The Chancellor appoints Anakin to the Jedi council, an unprecedented move that the Jedi resent. They allow Anakin on to the council, but do not grant him “master” status. Still, they hope he will keep them informed of the Chancellor’s moves. Likewise, the Chancellor has asked Anakin to spy on the Jedi Council for him. Anakin is a pawn being played by both black and white.
Meanwhile, Anakin fears for his wife Padmé’s (Natalie Portman) life. He has visions of her dying during childbirth (yes, she’s pregnant). He worries so much that he contemplates seeking out the power of the Sith, at the Chancellor’s troubling invitation, a power that can bring life from death.

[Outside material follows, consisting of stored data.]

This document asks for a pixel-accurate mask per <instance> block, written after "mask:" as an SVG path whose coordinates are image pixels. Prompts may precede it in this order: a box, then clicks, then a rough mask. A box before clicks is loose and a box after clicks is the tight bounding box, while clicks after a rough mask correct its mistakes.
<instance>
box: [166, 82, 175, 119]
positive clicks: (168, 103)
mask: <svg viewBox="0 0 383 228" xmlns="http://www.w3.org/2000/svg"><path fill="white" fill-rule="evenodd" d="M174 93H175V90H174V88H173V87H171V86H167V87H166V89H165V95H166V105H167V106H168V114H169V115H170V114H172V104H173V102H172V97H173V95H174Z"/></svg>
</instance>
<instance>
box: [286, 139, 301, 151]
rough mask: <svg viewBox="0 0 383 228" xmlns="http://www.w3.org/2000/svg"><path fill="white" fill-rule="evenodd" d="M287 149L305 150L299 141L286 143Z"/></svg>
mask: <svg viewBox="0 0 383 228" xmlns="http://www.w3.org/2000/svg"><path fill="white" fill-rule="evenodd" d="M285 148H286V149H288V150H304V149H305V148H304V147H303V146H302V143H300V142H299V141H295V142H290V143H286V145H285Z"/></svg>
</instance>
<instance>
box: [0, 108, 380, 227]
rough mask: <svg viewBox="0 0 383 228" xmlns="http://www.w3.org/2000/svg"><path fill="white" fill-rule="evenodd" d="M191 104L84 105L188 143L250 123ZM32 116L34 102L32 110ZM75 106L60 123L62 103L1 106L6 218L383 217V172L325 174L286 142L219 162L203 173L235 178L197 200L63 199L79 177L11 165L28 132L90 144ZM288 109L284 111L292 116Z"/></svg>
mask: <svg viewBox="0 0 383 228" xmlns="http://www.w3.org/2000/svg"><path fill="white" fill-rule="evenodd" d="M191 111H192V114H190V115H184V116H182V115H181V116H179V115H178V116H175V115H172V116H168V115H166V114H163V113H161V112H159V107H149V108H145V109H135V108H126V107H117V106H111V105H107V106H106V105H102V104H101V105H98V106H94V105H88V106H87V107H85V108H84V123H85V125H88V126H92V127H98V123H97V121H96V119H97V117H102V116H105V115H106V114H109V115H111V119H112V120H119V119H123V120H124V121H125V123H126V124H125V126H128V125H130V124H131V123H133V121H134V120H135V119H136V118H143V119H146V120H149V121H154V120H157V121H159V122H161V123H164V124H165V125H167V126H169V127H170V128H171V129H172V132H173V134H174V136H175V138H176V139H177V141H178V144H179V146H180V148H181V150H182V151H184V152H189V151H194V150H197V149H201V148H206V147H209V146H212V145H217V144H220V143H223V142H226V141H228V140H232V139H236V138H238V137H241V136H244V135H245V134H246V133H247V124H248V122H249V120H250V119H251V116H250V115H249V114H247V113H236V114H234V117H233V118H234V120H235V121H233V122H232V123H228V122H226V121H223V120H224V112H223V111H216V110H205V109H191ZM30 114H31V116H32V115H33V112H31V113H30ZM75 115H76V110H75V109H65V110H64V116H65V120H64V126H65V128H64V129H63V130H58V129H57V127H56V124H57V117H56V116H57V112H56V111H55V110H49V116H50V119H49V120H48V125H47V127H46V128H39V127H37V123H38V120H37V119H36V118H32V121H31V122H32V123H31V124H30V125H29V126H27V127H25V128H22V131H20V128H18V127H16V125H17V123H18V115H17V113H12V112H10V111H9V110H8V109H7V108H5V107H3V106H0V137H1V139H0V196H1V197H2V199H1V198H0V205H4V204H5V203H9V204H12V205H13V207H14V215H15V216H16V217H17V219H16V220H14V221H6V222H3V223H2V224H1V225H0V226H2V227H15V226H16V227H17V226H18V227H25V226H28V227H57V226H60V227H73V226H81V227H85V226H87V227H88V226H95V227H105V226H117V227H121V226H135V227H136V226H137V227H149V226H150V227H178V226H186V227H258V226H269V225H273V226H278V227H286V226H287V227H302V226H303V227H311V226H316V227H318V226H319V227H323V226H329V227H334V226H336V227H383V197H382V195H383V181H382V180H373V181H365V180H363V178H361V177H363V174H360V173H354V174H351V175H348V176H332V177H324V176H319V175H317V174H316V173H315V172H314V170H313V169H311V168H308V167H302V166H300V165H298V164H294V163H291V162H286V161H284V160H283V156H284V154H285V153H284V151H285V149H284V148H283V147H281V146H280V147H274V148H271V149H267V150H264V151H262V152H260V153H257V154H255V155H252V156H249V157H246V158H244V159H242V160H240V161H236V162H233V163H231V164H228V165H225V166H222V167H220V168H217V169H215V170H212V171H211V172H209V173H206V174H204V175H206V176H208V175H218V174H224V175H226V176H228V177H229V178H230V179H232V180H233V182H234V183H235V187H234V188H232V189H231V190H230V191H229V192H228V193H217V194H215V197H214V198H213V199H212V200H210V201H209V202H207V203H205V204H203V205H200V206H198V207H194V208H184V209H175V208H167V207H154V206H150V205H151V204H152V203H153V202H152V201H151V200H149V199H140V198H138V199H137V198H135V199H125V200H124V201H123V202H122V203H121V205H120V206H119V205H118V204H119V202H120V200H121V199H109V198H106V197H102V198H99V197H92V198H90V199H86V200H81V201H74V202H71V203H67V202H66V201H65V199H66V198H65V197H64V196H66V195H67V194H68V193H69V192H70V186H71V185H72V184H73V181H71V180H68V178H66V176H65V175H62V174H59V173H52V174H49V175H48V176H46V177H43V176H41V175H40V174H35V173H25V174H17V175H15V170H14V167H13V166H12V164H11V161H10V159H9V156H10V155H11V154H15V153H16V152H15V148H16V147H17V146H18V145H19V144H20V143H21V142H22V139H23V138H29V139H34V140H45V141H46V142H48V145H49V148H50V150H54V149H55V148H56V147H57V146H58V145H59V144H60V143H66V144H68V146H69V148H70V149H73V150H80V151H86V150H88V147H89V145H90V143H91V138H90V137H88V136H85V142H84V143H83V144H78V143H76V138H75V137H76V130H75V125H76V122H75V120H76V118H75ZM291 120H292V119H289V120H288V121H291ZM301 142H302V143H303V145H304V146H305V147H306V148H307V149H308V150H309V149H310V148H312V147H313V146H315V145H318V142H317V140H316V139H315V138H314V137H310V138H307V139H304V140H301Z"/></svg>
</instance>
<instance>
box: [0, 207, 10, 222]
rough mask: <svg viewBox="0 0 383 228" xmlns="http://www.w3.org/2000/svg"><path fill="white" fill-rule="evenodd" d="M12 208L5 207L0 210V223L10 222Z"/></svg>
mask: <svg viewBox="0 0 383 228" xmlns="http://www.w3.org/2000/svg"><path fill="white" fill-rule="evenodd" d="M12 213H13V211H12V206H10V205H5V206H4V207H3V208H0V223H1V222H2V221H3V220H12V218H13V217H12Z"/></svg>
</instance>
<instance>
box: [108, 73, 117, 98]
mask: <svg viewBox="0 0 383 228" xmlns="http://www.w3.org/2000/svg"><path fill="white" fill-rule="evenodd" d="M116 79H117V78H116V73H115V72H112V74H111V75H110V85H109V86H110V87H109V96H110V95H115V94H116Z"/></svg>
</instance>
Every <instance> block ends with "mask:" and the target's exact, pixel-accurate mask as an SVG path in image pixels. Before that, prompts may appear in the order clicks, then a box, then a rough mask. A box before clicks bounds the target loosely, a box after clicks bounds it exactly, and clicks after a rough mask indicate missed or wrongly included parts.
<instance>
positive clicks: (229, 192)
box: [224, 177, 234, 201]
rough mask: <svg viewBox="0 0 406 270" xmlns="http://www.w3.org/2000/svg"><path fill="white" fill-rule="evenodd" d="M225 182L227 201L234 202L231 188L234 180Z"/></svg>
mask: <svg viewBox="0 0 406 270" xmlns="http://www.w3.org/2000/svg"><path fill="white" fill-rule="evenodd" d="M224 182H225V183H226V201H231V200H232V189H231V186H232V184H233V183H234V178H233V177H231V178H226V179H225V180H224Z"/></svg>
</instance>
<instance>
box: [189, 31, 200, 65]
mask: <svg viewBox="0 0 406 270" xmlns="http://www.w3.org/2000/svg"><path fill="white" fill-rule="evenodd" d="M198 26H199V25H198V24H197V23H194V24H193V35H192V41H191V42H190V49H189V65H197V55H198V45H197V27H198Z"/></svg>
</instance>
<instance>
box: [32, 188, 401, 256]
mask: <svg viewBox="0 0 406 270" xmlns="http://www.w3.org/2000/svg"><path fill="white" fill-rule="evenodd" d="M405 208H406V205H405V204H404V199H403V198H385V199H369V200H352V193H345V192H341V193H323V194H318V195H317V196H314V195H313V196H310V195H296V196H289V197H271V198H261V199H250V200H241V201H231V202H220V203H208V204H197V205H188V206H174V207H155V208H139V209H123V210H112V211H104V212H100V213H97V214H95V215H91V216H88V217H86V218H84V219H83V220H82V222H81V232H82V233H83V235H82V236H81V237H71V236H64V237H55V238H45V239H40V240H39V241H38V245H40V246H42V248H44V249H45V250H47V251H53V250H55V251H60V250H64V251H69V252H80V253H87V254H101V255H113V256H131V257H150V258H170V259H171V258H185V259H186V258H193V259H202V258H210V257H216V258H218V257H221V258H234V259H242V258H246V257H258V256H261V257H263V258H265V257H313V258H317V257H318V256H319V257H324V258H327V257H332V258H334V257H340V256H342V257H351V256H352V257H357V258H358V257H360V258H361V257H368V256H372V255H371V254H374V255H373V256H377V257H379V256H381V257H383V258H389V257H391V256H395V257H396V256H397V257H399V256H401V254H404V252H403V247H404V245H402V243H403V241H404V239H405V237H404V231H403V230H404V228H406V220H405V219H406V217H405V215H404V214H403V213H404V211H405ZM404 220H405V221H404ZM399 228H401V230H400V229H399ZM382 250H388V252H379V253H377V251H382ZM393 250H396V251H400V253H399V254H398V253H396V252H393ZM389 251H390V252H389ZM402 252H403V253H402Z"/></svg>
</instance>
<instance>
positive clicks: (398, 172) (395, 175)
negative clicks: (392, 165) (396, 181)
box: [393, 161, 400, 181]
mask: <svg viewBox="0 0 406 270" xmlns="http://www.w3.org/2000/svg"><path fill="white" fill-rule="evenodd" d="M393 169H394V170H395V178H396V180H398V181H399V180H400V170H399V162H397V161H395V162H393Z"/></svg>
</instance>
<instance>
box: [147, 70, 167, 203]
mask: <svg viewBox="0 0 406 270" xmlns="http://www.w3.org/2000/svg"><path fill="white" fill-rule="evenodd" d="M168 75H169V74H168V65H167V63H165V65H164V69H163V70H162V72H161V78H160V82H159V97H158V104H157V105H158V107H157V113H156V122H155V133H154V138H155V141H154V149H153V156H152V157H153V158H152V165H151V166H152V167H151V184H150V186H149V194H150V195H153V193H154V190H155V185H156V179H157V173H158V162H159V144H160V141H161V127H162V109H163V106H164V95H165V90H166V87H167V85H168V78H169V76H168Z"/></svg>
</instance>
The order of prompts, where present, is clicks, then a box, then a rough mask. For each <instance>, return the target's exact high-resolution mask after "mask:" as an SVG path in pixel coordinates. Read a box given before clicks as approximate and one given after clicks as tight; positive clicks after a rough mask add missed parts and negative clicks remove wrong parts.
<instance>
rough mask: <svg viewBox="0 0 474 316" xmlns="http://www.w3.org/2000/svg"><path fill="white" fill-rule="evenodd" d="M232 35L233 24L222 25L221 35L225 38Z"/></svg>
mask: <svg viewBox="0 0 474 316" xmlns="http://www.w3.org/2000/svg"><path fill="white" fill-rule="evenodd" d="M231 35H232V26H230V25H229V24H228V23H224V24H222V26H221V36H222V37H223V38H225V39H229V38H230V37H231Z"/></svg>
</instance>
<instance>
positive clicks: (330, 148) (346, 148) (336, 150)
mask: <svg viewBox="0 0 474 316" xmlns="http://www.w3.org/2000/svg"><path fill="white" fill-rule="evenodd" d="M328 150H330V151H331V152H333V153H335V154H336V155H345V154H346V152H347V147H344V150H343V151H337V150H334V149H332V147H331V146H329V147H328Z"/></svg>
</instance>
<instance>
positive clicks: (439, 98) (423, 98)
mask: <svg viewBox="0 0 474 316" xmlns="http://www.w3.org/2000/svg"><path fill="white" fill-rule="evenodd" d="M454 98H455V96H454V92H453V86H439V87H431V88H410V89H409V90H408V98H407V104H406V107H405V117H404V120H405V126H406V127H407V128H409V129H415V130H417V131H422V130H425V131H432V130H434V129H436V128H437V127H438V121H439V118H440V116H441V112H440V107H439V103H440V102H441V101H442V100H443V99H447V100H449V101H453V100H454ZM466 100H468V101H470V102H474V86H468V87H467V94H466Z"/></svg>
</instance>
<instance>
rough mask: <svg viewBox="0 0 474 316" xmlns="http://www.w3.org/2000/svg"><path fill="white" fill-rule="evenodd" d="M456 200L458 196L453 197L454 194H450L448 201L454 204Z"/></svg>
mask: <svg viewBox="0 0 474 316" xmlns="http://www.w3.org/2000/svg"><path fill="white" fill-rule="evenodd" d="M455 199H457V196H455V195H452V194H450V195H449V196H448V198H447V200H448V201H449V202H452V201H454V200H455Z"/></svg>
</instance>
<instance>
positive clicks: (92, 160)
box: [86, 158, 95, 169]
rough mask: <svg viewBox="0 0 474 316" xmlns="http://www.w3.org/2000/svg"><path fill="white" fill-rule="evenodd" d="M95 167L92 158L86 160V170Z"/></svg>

Anakin decides to tell the Jedi what he has learned — that the Chancellor is in cahoots with the Sith. It’s all the evidence the Jedi council needs to go after Palpatine. But Anakin witnesses a very un-Jedi-like arrest that threatens the life of the Chancellor, which is all Anakin needs to decide that the Jedi are a bunch of elitist hypocrites.
Going before the senate, the Chancellor spins the arrest attempt into an assassination attempt. He uses the incident as an excuse to seize power, shame and outlaw the Jedi, and declare the Republic an Empire. “So this is how liberty dies,” says Padmé, witnessing the collapse of civilization, “to cheers and applause.”
There is a great opportunity for drama in Anakin’s downfall. Both “Mr. Cranky” and I had theories about his ultimate fall that might have played even better than the one Lucas wrote, and that wouldn’t have required the Jedi to compromise their integrity. Oh well. C’est la Guerre des Etoiles.
All this plot sets up some wonderful final battle scenes. Because the Jedi have been outlawed, the new Imperial army has been ordered to kill any Jedi they find, and several old friends meet their demise. Yoda tries to kill the new emperor before his new power has a chance to take hold. And Obi-Wan tries to win back Anakin, which of course ends with a light-saber duel.
Of course, “duel” is a huge understatement. Theirs is a long, drawn-out fight that takes place on collapsing scaffolding in front of exploding fountains of lava, on precarious pieces of flotsam in a river of lava that carries them inexorably to a giant magma Niagara.
“George sure lays it on thick,” said a friend of the final climax.
Star Wars: Episode III — Revenge of the Sith is not great film. The quiet scenes between Anakin and Padmé don’t play very well. Hayden Christensen is often as engaging as a flat, wooden plank. And every frame is supersaturated with robots, ships and other visual noise. All of these criticisms, so frequently repeated that they are practically clichés, are valid.
Nevertheless, the movie does some things well. First, the adventure scenes are all top notch. There are battles, duels, and dogfights galore. Maybe Lucas lays it on thick, but it’s sure fun to watch.
But what is most important is that the movie wraps things up nicely. We already know what happens both before and after, and there is great satisfaction in seeing the gaps filled.
Lucas almost goes too far in filling in the gaps. We know that Padmé must have twins, and we know who they must be, so there is really no need to spell it out. In fact, the audience might come away feeling a little smarter if we were allowed to make a few more mental connections ourselves. Lucas also introduces us to the Wookiee planet, and we just happen to meet one named Chewbacca, which I found too coincidental, too distracting, and unnecessary.
Still, one leaves the theater with a 30-year sense of closure and satisfaction. That’s a pretty good feeling, one you don’t often get at the movies.